J’étais passé vers cinq heures à l’étude Lemarquis, pour demander à M. Lemarquis si je devais toujours continuer à fouiller les journaux pour l’affaire Cronier-Say. M. Lemarquis pressé ne peut me parler sur place. Il me dit de l’accompagner, qu’il va prendre une voiture19, que nous bavarderons ensemble pendant le trajet. Je l’accompagne. Il me parle de l’affaire. Les recherches sont désormais inutiles. Il a obtenu un quitus de la Société Say. Nous parlons de Cronier. Je lui dis qu’il a dû avoir cinq minutes pas drôles, avant de se tuer… M. Lemarquis me répond : « Quant à moi, je ne me sens guère le courage de le blâmer, étant donné… » À ce moment, nous étions arrivés rue de Lisbonne à l’Hôtel Cronier.
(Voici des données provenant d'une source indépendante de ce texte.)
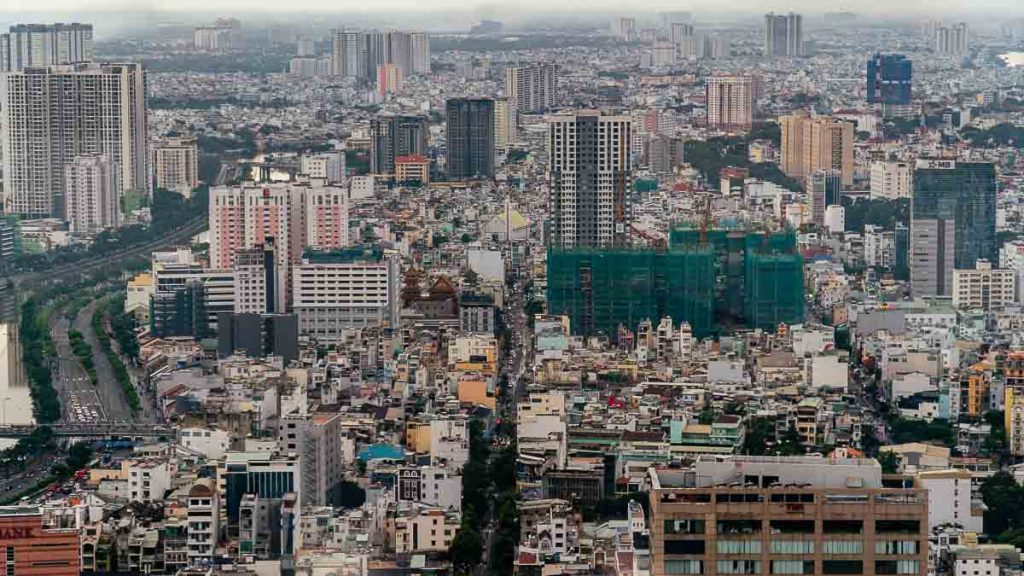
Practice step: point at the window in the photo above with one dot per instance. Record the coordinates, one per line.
(890, 547)
(897, 567)
(793, 546)
(842, 567)
(684, 547)
(739, 547)
(683, 567)
(843, 547)
(792, 567)
(738, 566)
Nous descendons de voiture, M. Lemarquis me dit d’entrer avec lui si je veux et nous entrons. L’hôtel plongé dans l’obscurité, sauf un grand salon où les gens de loi travaillent, notaire, commissaires-priseurs, experts, clercs à chacun, et maintenant M. Lemarquis lui-même. Dans le vestibule, des meubles, des candélabres, à moitié emballés, de la paille sur les rampes de marbre, les tapisseries descendues des murs, dans toutes les pièces le désordre, le déménagement. Toute une famille vécut là, riche, puissante, heureuse peut-être, puis un soir, rentrant là, seul, un homme se tua. Jaluzot20 a plus d’estomac. Ce n’est pas lui qui se tuera jamais : il est au-dessus de l’honneur. Il avait une jolie figure intelligente et distinguée, ce Cronier.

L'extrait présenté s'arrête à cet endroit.